Reading the article, I felt guilt pangs. I use the word "ma'am" on occasion, and usually out of respect or endearment and, probably most often, out of habit. Though, admittedly, I sometimes cringe when people call me ma'am then joke about being confused with my step-grandmother, a woman who would ignore you if you didn't call her ma'am. (Frankly, that was fine with me most of the time.)
She is a woman who likes to think she's a true Southern belle, even though she grew up as poor and uncultured as anyone else during the Great Depression. But, since then, one of her brothers and one of her sons worked their way into fortunes, so, in her mind, she's a debutante by association and social status is extremely important to her, which is why she demands respect for her "rank" (even though she rarely earns it).
She grew up in L.A. (Lower Alabama) and raised her family in Montgomery during the Civil Rights Movement. When the bus boycott crippled the city, she was one of those white women who drove across town to pick up her black maid for work not because she was being nice but because somebody had to take care of her house and kids and damned if she was going to do it.
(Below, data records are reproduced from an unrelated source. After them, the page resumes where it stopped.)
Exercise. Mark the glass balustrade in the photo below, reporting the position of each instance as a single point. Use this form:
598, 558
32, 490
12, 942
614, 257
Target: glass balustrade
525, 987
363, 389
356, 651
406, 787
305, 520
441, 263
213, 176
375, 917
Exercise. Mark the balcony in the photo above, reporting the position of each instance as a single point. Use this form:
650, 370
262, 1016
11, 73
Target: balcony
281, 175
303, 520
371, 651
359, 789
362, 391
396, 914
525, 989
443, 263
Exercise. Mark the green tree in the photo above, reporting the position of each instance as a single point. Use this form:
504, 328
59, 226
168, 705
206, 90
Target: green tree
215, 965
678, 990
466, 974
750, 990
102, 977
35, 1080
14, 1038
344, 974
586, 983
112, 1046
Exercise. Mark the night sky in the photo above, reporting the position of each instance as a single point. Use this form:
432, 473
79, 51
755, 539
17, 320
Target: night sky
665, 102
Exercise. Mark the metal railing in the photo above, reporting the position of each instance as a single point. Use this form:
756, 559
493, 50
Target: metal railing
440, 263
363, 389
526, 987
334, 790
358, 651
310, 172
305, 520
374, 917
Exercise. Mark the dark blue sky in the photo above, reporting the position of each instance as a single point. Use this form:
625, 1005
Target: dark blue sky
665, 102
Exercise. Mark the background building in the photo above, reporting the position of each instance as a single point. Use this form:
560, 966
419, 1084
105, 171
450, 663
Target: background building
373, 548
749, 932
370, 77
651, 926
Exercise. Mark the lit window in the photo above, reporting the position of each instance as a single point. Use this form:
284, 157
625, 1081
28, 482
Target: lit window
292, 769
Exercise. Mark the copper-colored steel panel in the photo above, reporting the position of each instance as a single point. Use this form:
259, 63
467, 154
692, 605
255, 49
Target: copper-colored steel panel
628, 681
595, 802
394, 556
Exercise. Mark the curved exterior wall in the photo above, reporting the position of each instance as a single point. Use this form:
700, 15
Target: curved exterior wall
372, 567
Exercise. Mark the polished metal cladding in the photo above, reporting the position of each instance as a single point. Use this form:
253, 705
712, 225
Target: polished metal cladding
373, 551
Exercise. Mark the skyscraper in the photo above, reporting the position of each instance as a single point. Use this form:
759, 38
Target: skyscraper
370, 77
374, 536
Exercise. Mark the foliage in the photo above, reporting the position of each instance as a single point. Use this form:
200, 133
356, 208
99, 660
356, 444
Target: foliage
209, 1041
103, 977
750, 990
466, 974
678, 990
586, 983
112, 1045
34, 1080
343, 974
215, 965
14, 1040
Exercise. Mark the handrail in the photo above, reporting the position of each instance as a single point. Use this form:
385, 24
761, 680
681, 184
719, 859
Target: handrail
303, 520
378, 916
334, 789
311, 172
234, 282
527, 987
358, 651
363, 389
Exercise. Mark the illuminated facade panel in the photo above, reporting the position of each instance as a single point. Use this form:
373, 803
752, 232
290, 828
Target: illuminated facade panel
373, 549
Although she can cook up some of the finest Southern food you can imagine, she's mean, manipulative, overly concerned about what other people think and, you can probably tell, not one of my favorite people in the world.
So, yeah, when I think about the word "ma'am" and my super-Southern-Belle-step-grandma at the same time, it doesn't seem like such a great word anymore. And, now that I've explained how I was antagonized with the word growing up, I suppose I should eradicate it from my vocabulary. I'd hate for anyone to think I was lumping them in the same category as the lady who used to force me to get poodle perms and take etiquette lessons. Pinkie out, dear.
The word ma'am, of course, is a contraction of madame, which sounds a wee tad more sophisticated. I guess that's why the women involved in the Times article said they wouldn't mind being referred to by the latter title. I don't think I'll be using that word, either, though.
What about you? Does the word ma'am offend you or anyone you know?
It feels like eons ago, but once upon a time I went to the 99-cent movies with my step-grandmother to see "The Long Walk Home," with Sissy Spacek and Whoopi Goldberg. I was a kid, only 12 years old, and I wasn't associating what was on the screen with anything in real life. My mom's family had lived around and traveled the world, so they didn't spend a whole lot of time reminiscing about local history as much as they spent time wishing they were somewhere else. Anyway, by the end of the film, all of those primary school field trips to the the First White House of the Confederacy and the tales of the Civil Rights Movement sank in like never before.
Here's why: During the scene where Spacek and Goldberg recreate a moment from my step-grandmother's life Spacek, a white housewife, picks up Goldberg, her black maid, and drives her to work (i.e. the white woman's house) during the bus boycott my step-grandmother hollered out, "Well. I would neva letta n**** ride in the front seat with me." In that moment, I realized the Civil Rights Movement wasn't over. I also thought we were going to die, but the people in the movie theater simply looked at her and turned away. I can only assume they realized there was no sense trying to reason with her.